À la vue de Henri, mademoiselle Fouquet s’était rappelé cette parole dure, lugubre, prononcée devant le corps même d’une victime, la morte que Leclerc conservait avec une rage obstinée sous ses propres yeux, comme si le spectacle de ce cadavre eût dû servir au besoin à raviver sa vengeance.

La fille du surintendant n’avait deviné que trop à quel homme Leclerc devait sa honte, mais ce qu’il y avait chez elle d’horrible et de douloureux, c’est qu’en accusant Lauzun, elle trouvait encore dans sa faiblesse le moyen de l’excuser.

— Non, je ne puis croire, se disait-elle, que le comte soit un infâme ! un autre que lui portait peut-être cet anneau ; peut-être est-ce une fable inventée par cette femme !… N’importe ! cette lâcheté dont Leclerc accuse mon père doit tomber devant les paroles de M. de Lauzun. Lauzun ! ce nom fatal à mon repos a frappé de bonne heure mes oreilles à Pignerol. J’étais bien jeune quand mon père me fit voir un jour cet homme. Tout se taisait autour de nous dans la prison, la lune s’était levée doucement derrière les montagnes d’Embrun, c’était une belle nuit. Mon père et moi nous prêtâmes l’oreille à la voix d’un captif dont le cachot se trouvait contigu au nôtre ; il lisait et il récitait des vers.

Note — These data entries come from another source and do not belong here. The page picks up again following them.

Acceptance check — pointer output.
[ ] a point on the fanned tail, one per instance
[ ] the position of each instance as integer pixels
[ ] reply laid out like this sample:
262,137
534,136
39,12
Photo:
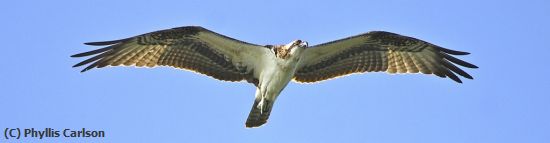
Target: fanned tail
258,116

  1. Louis XIV, dans sa vieillesse, se repentit tellement de ce qu’il avait fait, que lorsque le petit-fils d’Olivier Lefebvre d’Ormesson lui fut présenté, il lui adressa ces paroles : Je vous exhorte d’être aussi honnête homme que le rapporteur de M. Fouquet. M. d’Ormessou n’avait opiné que pour le bannissement. « Il a couronné par là sa réputation, » dit madame de Sévigné.